In situations where people are using low - mid power motors designed for power assist and applying the throttle reasonably, most forks are quite fine. It's the high powered / overvolted motors and the riders who gun it straight off the line that have troubles with fork damage / failure. The most stress to the fork by far is generated when you gun the motor from the starting line.
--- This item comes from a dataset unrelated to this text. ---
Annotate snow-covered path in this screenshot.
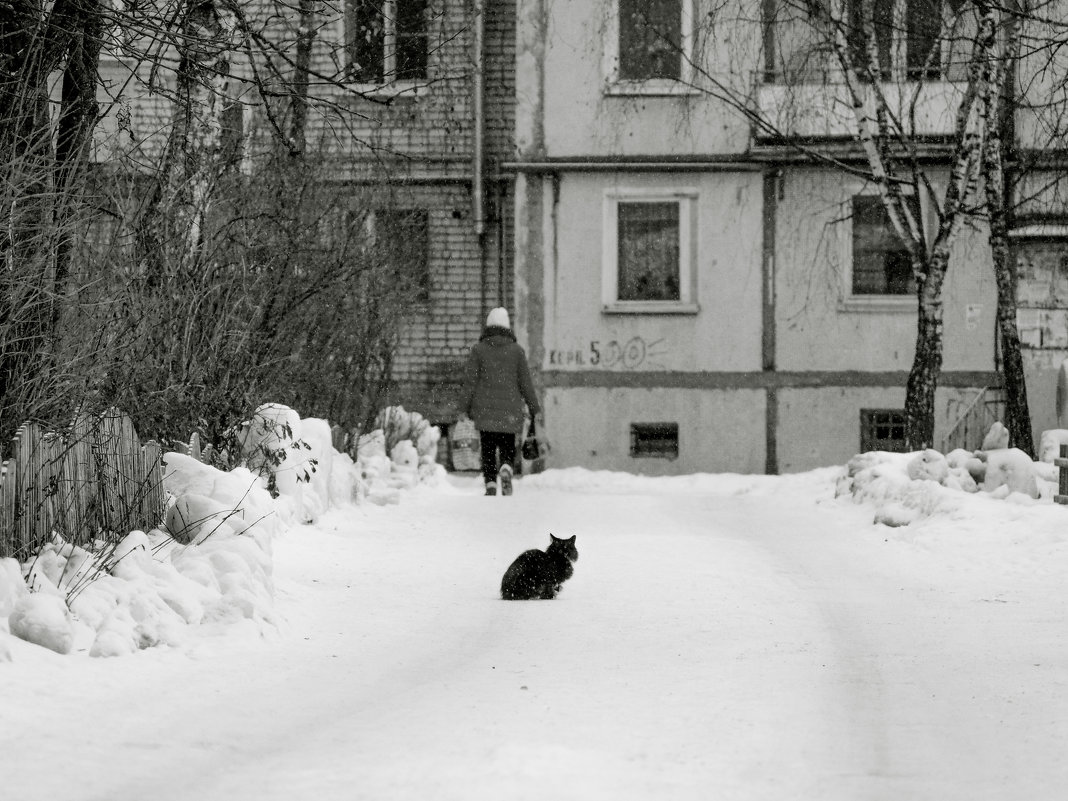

Additionally, suspension forks are not optimal matches for electric motors either, generally. They are prone to damage during repeated heavy acceleration at the stanchions, developing play and becoming dangerously loose - potentially eventually failing. Cheap suspension forks already tend to do this a lot even for normal bicycles, electric ones with front hub driven motors just amplify the problem that much more. Again though, a decent quality suspension fork and a reasonable usage level from the rider given their particular motor setup can make it work alright. Some electric bicycle manufacturers such as eZee use a front motor mounted to a suspension fork, but it is a moderate power motor with a soft start controller.
A Chromoly fork IS preferrable, but others can work decently if you're not going to be building some kind of scooteresque super powered abomination.
If you have any doubt, go for a rear wheel drive system instead. The bicycle frame itself is capable of handling the forces generated by the motor to a greater degree than the fork is, and there are benefits in increased drive traction and keeping weight off the front wheel, which can make some bikes handle a bit wonky. The rear wheel motor kits aren't much harder to install or deal with.